No pay rise for Indonesian civil servants

INDONESIAN civil servants will not get a pay increase despite rising living costs caused by the recent economic downturn.

State Minister for Administrative Reform T.B. Silalahi said it was difficult to justify demands for more pay, given “the distressing domestic situation”.

He was referring to the currency crisis affecting the country, forest fires, famine in Irian Jaya and food shortages in some areas in Sumatra.

“How can they ask for a salary increase while the situation is like this?” he told a parliamentary hearing on Tuesday.

He said: “Look at those people in Irian Jaya experiencing famine. Other parts of the country are also facing the same plight.

“Civil servants are people’s servants. If the people suffer, government officials must also suffer.”

The Indonesian economy, hit by the currency crisis that has seen the rupiah slide 31 per cent against the US dollar, has slowed dramatically over the last few months.

Mr Silalahi also lashed out at officials who spent lavishly on parties in hotels.

He urged them to refrain from such practices, saying that they should take the lead in promoting a simpler lifestyle.

“Those who can’t and keep demanding a pay rise are not civil servants at all and that means that their motivation to be a civil servant was always for money in the first place,” said the retired army lieutenant general.

His comments take place against a backdrop of concern here that a failure to raise salaries would lead to even more corruption among officials.

Complaints about inefficiency and corruption in the Indonesian bureaucracy are widespread.

A government audit of the 1995/1996 fiscal year, for example, pointed to 14,572 cases of irregularities with losses of Rp 532.6 billion (S$254.6 million) to the state treasury.

Observers believe figures could go up if efforts are not made to redress the salaries of officials, many of whom are struggling to make ends meet.

Economist Umar Juoro of the Indonesian Institute for National Development Studies noted: “Corruption will become more rampant as the real incomes of civil servants decline.
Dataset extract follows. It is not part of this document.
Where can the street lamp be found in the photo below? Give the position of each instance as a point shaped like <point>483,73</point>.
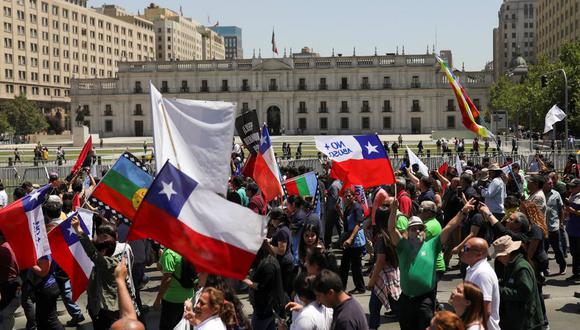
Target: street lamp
<point>544,82</point>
The situation will get worse because they have to make up for their shortfall.”

The Jakarta Post reported that the last pay increase for civil servants was in May this year when salaries of those in the highest grades rose by an average of 34.4 per cent while lower rank officials saw a 73 per cent rise.

The paper said that the monthly salary of an official in the highest grade of the civil service with 32 years of service was Rp 722,500.